Still others said the violence can most effectively be lowered by reducing competition among trafficking groups.

According to the DEA, there are five drug trafficking groups based in various parts of Mexico that are operating in the Tijuana region. Besides Sinaloa and CJNG, they are the Beltran-Leyva Organisation faction led by Fausto “Chapo” Isidro Meza; the Michoacan-based Familia Michoacana; and remnants of the group that once controlled Tijuana, the Arellano Felix Organisation.
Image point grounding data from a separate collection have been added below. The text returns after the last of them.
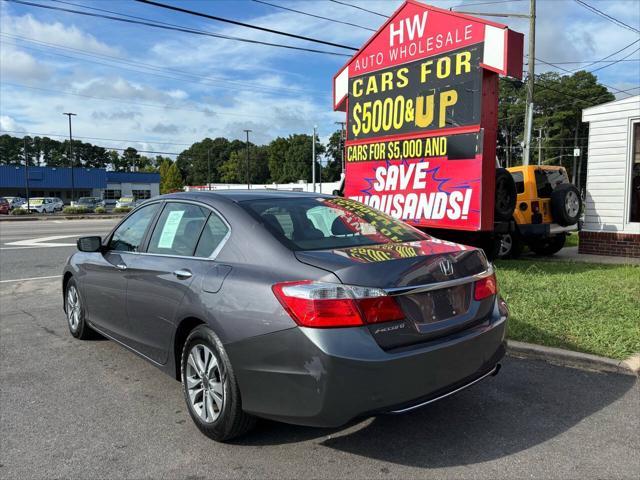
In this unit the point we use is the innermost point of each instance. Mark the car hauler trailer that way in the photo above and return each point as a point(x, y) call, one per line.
point(421, 98)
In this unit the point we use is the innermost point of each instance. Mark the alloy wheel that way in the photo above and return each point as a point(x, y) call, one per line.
point(204, 383)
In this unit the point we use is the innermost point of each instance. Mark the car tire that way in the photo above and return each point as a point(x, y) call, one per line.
point(74, 310)
point(548, 246)
point(505, 199)
point(210, 387)
point(510, 245)
point(566, 204)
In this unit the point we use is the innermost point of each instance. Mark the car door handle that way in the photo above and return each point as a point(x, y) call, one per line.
point(182, 274)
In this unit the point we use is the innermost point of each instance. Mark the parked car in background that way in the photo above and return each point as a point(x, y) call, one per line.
point(124, 202)
point(58, 204)
point(40, 205)
point(297, 307)
point(15, 202)
point(5, 206)
point(88, 203)
point(548, 208)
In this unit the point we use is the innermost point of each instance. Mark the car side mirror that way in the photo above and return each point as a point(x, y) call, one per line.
point(90, 244)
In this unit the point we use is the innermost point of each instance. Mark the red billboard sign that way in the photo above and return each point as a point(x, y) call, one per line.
point(421, 103)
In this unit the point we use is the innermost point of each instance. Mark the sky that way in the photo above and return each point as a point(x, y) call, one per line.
point(161, 90)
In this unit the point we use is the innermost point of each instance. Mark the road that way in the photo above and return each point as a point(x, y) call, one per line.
point(91, 409)
point(34, 256)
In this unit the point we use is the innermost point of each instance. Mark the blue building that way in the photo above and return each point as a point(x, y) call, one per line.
point(87, 182)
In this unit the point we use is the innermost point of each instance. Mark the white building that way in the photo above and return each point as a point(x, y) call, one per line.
point(612, 204)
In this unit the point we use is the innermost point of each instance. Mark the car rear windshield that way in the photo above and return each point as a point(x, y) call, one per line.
point(548, 180)
point(322, 223)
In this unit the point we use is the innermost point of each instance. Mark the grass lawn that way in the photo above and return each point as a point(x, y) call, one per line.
point(584, 307)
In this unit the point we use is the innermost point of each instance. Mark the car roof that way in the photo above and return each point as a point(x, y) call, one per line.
point(241, 195)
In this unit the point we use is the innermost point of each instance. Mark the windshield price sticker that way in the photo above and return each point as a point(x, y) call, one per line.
point(170, 229)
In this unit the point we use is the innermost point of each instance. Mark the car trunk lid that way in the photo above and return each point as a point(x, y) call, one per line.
point(432, 281)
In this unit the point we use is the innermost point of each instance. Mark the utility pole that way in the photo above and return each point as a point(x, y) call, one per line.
point(530, 82)
point(539, 146)
point(26, 174)
point(342, 125)
point(73, 187)
point(313, 158)
point(248, 182)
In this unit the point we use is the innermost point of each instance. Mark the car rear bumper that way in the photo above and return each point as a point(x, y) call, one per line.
point(326, 377)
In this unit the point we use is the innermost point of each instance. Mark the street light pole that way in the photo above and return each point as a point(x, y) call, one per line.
point(26, 174)
point(342, 124)
point(313, 158)
point(248, 182)
point(73, 187)
point(209, 168)
point(530, 83)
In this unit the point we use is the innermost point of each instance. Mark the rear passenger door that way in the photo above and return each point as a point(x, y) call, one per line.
point(171, 267)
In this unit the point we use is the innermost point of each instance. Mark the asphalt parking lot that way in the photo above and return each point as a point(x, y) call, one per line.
point(74, 409)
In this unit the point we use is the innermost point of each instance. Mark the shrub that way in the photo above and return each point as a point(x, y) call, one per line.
point(74, 210)
point(19, 211)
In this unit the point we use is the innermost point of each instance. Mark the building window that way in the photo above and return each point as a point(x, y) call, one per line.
point(112, 194)
point(635, 175)
point(141, 194)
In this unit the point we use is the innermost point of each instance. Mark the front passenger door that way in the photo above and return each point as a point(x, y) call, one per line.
point(160, 277)
point(104, 282)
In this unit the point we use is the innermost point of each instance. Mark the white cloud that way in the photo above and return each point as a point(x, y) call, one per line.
point(65, 35)
point(19, 65)
point(8, 123)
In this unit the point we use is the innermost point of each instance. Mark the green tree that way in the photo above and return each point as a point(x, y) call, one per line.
point(290, 158)
point(173, 181)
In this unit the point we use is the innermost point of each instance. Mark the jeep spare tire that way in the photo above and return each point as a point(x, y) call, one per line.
point(566, 204)
point(505, 195)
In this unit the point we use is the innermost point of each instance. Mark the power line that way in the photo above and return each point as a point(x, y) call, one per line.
point(243, 24)
point(592, 62)
point(609, 56)
point(314, 15)
point(106, 148)
point(40, 134)
point(208, 80)
point(127, 102)
point(614, 20)
point(360, 8)
point(617, 61)
point(178, 29)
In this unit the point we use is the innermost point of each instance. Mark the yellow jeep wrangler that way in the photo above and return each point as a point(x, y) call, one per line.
point(548, 208)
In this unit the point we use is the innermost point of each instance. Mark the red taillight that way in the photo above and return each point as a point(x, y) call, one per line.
point(322, 305)
point(485, 287)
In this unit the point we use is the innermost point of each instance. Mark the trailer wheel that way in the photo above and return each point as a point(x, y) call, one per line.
point(566, 204)
point(505, 202)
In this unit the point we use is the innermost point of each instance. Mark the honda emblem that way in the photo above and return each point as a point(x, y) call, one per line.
point(446, 267)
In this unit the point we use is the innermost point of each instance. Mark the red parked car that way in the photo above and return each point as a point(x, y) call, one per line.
point(4, 206)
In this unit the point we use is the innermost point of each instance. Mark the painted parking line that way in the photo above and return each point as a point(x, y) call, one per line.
point(30, 278)
point(43, 241)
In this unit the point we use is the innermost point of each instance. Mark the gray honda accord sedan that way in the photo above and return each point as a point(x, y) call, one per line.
point(303, 308)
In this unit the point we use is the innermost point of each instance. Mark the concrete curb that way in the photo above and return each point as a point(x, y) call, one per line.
point(567, 358)
point(31, 218)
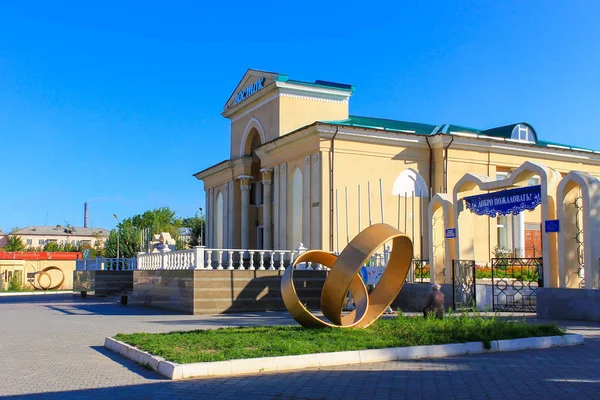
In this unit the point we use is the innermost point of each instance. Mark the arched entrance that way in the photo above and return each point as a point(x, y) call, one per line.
point(441, 251)
point(548, 180)
point(253, 139)
point(578, 251)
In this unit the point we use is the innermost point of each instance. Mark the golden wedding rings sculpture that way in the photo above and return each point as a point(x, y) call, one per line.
point(344, 276)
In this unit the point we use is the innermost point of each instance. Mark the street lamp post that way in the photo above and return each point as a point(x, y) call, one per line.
point(115, 215)
point(201, 226)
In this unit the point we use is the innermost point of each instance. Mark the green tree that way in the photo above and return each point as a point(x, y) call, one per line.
point(197, 224)
point(14, 243)
point(159, 220)
point(52, 246)
point(127, 237)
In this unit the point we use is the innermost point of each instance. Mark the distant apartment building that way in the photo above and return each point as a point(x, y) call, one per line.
point(39, 236)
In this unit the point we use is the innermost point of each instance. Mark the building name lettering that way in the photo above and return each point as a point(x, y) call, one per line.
point(249, 91)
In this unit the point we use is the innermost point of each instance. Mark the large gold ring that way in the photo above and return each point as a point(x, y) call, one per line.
point(38, 274)
point(344, 276)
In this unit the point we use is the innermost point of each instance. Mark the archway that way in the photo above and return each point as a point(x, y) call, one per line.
point(549, 179)
point(579, 228)
point(252, 139)
point(441, 251)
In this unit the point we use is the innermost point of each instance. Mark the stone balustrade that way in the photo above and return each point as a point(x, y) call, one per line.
point(236, 259)
point(106, 264)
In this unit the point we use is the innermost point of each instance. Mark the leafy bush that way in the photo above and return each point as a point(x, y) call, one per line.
point(14, 284)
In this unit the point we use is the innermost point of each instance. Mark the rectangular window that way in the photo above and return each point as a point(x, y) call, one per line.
point(256, 194)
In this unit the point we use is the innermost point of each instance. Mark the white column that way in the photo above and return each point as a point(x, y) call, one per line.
point(518, 228)
point(315, 203)
point(245, 209)
point(209, 220)
point(225, 216)
point(267, 176)
point(283, 207)
point(231, 212)
point(306, 203)
point(276, 220)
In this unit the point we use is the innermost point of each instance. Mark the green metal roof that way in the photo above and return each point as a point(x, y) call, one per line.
point(318, 83)
point(385, 124)
point(503, 132)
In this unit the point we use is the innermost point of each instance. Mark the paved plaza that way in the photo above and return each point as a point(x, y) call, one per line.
point(51, 347)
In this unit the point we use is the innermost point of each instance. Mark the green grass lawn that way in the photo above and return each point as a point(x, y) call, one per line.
point(267, 341)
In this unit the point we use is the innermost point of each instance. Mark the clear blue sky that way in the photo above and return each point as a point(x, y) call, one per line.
point(119, 102)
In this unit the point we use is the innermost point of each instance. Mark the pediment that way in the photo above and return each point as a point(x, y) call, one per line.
point(252, 83)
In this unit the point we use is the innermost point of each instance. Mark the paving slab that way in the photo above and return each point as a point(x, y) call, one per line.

The Arellanos are said to have joined forces with CJNG to oppose Sinaloa.

The lack of control by a single group is key to explaining the level of violence, said David Shirk, a University of San Diego professor who tracks Mexico’s trafficking groups. “There is no over-arching umbrella of control by the larger organisations that are able to establish rules of the game,” he said. “There’s confusion and disarray at the lower levels because there’s no one to call the shots.”
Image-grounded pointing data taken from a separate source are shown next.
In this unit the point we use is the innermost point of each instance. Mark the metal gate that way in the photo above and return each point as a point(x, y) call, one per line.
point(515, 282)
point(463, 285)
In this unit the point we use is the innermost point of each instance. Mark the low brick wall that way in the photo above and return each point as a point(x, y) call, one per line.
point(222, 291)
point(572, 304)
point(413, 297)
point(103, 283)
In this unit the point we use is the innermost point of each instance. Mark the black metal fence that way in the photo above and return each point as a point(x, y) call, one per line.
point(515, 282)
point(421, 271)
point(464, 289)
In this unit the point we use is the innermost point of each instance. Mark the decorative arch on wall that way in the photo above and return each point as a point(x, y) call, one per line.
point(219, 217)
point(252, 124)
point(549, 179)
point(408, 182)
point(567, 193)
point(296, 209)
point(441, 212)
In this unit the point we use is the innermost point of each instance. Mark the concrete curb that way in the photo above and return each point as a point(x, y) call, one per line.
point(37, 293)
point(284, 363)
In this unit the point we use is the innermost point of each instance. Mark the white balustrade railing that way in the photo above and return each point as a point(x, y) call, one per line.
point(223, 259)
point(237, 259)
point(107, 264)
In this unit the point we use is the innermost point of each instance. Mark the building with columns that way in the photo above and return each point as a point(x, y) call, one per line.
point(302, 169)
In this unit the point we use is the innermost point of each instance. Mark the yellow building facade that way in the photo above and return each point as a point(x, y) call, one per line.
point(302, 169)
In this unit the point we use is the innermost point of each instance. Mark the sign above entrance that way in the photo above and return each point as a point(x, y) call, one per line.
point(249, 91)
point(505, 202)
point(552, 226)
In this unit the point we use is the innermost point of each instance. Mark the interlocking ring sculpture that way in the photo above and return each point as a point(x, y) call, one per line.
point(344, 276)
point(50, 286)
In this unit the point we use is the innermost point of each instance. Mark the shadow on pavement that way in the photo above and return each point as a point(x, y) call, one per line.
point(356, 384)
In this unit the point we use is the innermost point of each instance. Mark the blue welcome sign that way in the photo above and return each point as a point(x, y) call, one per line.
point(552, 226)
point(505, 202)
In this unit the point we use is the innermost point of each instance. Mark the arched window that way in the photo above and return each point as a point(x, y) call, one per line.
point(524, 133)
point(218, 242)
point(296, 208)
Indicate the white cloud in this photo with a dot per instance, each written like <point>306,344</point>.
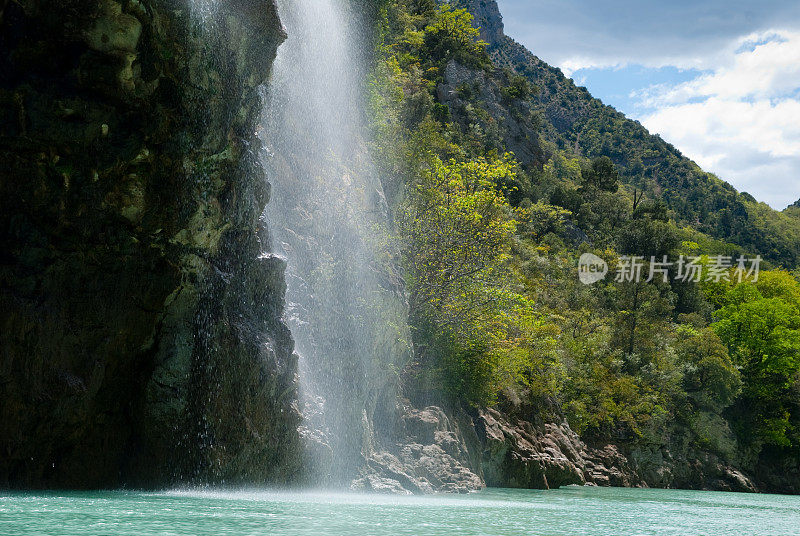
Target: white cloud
<point>741,120</point>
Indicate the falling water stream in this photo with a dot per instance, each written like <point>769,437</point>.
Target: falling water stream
<point>325,217</point>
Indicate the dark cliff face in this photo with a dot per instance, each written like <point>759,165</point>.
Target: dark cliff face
<point>141,334</point>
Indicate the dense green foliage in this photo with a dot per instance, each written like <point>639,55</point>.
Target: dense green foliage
<point>491,242</point>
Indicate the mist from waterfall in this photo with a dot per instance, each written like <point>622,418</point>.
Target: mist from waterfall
<point>327,217</point>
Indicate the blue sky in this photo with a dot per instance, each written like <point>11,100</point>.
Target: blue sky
<point>718,79</point>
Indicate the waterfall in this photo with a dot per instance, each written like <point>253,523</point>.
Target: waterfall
<point>328,218</point>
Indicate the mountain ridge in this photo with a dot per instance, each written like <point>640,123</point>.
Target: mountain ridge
<point>575,121</point>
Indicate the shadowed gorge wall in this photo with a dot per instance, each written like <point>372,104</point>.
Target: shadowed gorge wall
<point>141,334</point>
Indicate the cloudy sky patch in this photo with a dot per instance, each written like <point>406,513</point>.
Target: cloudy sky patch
<point>719,80</point>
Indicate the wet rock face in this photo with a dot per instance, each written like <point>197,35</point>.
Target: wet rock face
<point>431,454</point>
<point>141,335</point>
<point>545,453</point>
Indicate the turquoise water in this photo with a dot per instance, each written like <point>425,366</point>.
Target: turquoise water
<point>567,511</point>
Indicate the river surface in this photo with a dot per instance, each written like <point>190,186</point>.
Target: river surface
<point>496,512</point>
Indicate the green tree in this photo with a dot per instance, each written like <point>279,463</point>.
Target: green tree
<point>761,327</point>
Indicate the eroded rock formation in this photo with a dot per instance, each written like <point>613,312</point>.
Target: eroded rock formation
<point>141,334</point>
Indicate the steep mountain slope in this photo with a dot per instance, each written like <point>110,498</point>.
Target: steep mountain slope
<point>573,120</point>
Tijuana, with about 1.8 million residents, has long been essential to drug trafficking organisations competing for control of a critical route for smuggling marijuana, cocaine, heroin and methamphetamine to the United States, the world’s largest consumer of illicit drugs.
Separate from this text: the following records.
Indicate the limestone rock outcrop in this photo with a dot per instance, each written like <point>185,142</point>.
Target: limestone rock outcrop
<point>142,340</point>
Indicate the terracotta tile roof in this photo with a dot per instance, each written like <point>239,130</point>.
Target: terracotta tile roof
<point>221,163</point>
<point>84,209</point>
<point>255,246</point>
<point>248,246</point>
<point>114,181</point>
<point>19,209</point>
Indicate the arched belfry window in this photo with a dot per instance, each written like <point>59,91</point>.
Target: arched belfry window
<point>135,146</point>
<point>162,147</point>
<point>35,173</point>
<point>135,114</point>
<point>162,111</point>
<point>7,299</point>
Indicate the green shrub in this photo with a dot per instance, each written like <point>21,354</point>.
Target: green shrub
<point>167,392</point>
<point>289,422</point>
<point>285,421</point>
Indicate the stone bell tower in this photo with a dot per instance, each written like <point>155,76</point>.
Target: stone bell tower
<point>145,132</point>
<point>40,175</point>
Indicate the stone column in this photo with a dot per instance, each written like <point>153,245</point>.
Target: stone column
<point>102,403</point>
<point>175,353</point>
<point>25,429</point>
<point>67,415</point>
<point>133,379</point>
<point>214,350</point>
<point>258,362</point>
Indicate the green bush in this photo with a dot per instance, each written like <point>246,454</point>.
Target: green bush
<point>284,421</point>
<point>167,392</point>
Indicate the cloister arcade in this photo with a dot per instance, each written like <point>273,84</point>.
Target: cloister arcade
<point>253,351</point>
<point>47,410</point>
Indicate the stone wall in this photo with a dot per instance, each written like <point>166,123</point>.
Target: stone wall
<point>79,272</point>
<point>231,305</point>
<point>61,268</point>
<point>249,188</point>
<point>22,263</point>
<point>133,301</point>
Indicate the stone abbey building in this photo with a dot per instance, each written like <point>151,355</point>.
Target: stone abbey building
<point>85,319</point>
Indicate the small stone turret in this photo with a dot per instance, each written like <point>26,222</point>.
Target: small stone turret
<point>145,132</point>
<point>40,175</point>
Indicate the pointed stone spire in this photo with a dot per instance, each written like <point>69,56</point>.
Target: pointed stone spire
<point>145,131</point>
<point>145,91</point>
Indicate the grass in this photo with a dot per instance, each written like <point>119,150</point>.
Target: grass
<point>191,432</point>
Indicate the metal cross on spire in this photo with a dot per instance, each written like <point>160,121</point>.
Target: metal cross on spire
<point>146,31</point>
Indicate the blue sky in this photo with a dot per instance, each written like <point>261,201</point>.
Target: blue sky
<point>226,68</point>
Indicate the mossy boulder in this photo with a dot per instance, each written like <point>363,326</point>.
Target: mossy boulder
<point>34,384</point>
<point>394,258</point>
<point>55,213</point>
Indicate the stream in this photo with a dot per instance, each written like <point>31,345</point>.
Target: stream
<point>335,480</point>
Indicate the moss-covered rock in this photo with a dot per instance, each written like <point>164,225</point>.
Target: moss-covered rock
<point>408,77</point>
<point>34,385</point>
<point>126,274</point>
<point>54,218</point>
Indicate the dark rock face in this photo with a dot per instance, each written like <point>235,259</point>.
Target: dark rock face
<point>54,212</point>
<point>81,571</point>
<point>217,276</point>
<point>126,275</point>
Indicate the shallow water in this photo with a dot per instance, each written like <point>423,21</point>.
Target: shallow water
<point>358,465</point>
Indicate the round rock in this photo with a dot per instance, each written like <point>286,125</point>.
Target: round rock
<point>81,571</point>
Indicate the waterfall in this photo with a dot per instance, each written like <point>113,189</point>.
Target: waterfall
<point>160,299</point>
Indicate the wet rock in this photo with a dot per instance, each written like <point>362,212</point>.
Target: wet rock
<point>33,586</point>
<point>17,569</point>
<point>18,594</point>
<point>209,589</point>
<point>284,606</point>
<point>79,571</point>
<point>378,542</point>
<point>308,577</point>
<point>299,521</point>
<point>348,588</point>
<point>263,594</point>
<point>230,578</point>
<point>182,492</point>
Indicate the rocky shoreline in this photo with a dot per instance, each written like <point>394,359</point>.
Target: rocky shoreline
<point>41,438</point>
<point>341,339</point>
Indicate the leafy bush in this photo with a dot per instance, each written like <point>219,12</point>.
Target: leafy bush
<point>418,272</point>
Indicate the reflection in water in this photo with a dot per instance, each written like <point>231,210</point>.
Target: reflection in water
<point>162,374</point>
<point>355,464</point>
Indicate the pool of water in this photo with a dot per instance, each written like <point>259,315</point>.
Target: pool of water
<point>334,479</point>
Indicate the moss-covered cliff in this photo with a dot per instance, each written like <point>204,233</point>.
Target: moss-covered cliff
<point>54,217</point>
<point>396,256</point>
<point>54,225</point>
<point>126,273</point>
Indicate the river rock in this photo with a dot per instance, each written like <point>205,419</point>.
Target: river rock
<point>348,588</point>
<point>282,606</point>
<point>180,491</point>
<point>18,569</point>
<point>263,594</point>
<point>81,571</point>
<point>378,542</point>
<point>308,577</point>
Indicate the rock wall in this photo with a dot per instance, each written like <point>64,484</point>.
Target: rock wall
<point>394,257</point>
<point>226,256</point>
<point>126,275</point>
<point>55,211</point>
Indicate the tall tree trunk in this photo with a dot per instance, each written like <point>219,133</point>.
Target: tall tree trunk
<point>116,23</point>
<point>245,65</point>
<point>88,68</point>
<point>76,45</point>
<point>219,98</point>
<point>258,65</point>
As in past years, Tijuana’s homicides far outnumber those of the state’s other five municipalities. State figures for 2017 show 189 for Ensenada, 157 for Mexicali, 121 for Rosarito Beach and 68 for Tecate.

Despite the rising homicide numbers, the city’s main business districts have remained vibrant, with shops and restaurants full, and its numerous factories booming with activity. That is in marked contrast to a decade ago, a time of global economic downturn, when Tijuana was the setting of brazen shootings in bars and busy thoroughfares, gruesome displays of bodies hung from bridges, and killings of numerous police officers.

Back then, the long-dominant Arellano Felix Organisation fought off a challenge from a former lieutenant backed by the Sinaloa cartel for control of Tijuana. As top leaders of the Arellano group were killed or arrested, the group became a shadow of its former self, and Sinaloa took dominance of the plaza.

As Sinaloa consolidated its control, the killings plummeted – from 844 in 2008, until then the city’s most violent year, to 364 in 2012. But since then, they have steadily mounted.

But while homicides are up, other crimes such as kidnapping and extortion that drove many upper- and middle-class residents to move across the border have fallen significantly since 2008-10, according to an analysis of state figures by USD’s Shirk.